= Roger Rueff =

American writer

Roger M. Rueff is a writer whose produced dramatic works include stage plays, teleplays, and screenplays.

==Early life==
Rueff was born in Upland, California and grew up in Denver, Colorado. He earned a B.Sc. in 1978, an M.Sc. in 1983 and a Ph.D. in 1985 in Chemical and Petroleum Refining Engineering at the Colorado School of Mines.
==Career==
His stage play Hospitality Suite premiered at South Coast Repertory in Costa Mesa, California in 1992 and has been subsequently produced internationally. So Many Words also premiered at South Coast Rep, where it garnered two awards from the Los Angeles Drama Critics Circle: one for best writing, and the other for best play to receive its world premiere in Los Angeles or Orange counties (the Ted Schmitt Award).

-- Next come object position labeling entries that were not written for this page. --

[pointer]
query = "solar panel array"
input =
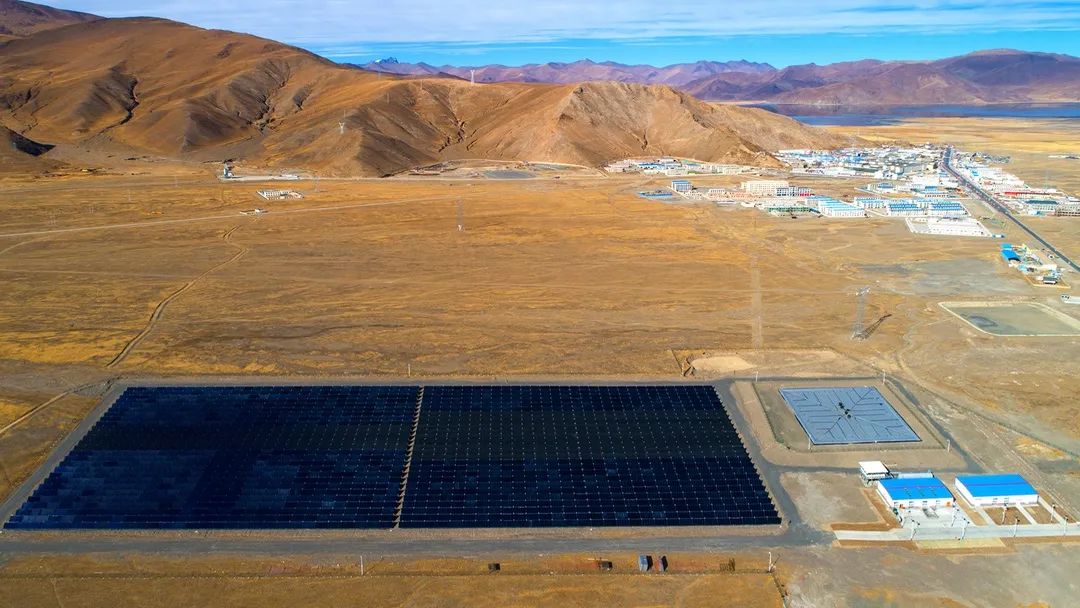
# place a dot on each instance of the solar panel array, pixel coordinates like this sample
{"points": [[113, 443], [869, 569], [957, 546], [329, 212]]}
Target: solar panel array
{"points": [[847, 415], [516, 456], [233, 457], [335, 457]]}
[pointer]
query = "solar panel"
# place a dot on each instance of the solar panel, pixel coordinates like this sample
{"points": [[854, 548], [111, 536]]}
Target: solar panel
{"points": [[233, 457], [518, 456], [847, 415], [334, 457]]}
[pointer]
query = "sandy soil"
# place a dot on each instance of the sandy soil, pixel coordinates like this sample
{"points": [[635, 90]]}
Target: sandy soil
{"points": [[577, 279], [566, 581]]}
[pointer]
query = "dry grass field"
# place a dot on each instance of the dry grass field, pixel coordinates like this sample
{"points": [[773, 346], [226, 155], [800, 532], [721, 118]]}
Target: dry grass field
{"points": [[115, 277], [135, 275]]}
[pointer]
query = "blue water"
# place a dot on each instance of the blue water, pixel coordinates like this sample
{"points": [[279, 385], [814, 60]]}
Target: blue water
{"points": [[871, 116]]}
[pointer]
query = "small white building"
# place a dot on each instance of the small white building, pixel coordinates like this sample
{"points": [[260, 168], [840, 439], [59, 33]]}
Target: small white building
{"points": [[873, 471], [915, 491], [947, 226], [682, 186], [764, 187], [996, 490]]}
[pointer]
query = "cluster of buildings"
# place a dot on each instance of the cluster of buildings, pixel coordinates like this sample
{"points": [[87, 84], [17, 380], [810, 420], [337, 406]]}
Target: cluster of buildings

Rueff's works for the screen include the teleplay God Lives produced by the Magic Door Children's Theater in Chicago and The Big Kahuna, his screen adaptation of Hospitality Suite, starring Kevin Spacey and Danny DeVito. The Big Kahuna premiered at the Toronto International Film Festival in September, 1999, and was one of three films nominated for the 2000 Humanitas Prize for independent film.

In 2011, he collaborated with the Italian screenwriter Nicola Barile, author of The Art of Happiness, at the international Boys & Girls web series, directed by Fulvio Iannucci and co-funded by the European Community to raise awareness among European teenagers on some topics, such as nutrition, the use of alcohol, drugs, and sexual behaviors.